The numbers of days for production to decline to previous levels = 12
INCREMENTAL INCREASE IN MONEY (DOLLARS):
(0.16 inches) × (12 days)(1.17 barrel)(15 dollars)= 776 U.S.Dollars
Cost Basis: $1.00 per 9.5 pounds of oxygen
Basis-Servicing cost estimate at the materials costs =$148 U.S.
Total Cost = 297 U.S. Dollars
Basis on going operation
Field Teat # 2
Field History and Description
The test is on a five spot water flooded field with produced salt water being batch injected as it is produced. The lease is 160 acres (64.7 ha.) with a separate reservoir which borders one end of a larger reservoir. These two reservoirs defined by drilling are 811 acres (328.2 ha.). These reservoir produced 2 1/2 million bbls. (397,500 m-3) of oil on primary production from discovery in 1954 to 1974. There was a pilot water flood on 25% on the reservoirs between 1974 and 1979 with 4 million barrels (636,000 m-3) of fresh water injected of which only 60,000 barrels (9540 m-3) of salt water and 30,000 barrels (4770 m-3) of oil were produced. A water injection pressure of 1300 psi (8960 kPa) was reached. The majority of the reservoirs and all of it after 1979 was on stripper, salt water injected production, total production was depleted to about 6 b/d (0.95 m-3/d) in August 1989.
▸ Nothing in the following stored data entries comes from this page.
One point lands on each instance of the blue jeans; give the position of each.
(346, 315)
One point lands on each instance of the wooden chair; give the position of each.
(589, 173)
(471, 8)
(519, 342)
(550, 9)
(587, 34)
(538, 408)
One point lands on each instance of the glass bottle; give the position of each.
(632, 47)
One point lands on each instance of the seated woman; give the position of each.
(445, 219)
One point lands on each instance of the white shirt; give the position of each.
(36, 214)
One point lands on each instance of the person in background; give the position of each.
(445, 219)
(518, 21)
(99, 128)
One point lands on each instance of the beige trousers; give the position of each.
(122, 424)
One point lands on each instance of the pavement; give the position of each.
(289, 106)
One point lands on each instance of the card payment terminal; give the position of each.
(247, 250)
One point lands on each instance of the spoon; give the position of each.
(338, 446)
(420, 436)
This pilot water flood was done 9% on the reservoir which water/liquid oxygen injection was done. The high water injection pressure approached the tlacture pressure of the shale cap rock. Jim Hester had worked the lease for two years and reviewed data on the previous work on the oil field. His belief is that injected fresh water went to a shallower zone and the high paraffin content of the oil was such that the injected water did not displace the oil. Based on a study of cores, the water flooding of the reservoirs should produce 1.85 to 2.67 × 106 bbl.(2.94 to 4.24 × 105 m-3) of oil.
Equipment and Theory
This test was done with a reservoir which produced a light high paraffin oil in the believe that there would be an oxygen-oil reaction over coming the paraffin blockage of the formation problem. Beyond the paraffin oxygen reaction possibility the theory was the same as with the frst field test. With this field test a liquid oxygen pump with a 600 gallon liquid oxygen feed tank was used. The Piping, Instrumentation and Equipment (PI & E) diagram is shown in Figure 3, "P I & E Diagram for the Second Field Test."
Field Work
On August 11, 1989 Jim Hester and Len Andersen surveyed the lease and made plans to do a field test. To determine the reservoirs response to the injection of the produced salt water with liquid oxygen. On October 1989 a liquid oxygen canister of 250 lb (114 Kg.) of liquid oxygen driven by four 240 scf gas cylinders was injected with salt water. The water injection pressure went to 510 psi (3516 kpa) in 44 minutes. Previously the water injection pressure would go between 0 and 230 psi (0 and 1590 kPa). After the salt water/ liquid oxygen injection, the injection well head pressure varied from 120 to 430 psi (827 to 2965 kPa). On November 1989, 33 days after the salt water/ liquid oxygen injection the high pressure of 430 psi (2965 KPa) was followed by a pressure of 416 psi (2827 kpa) with the next salt water injection.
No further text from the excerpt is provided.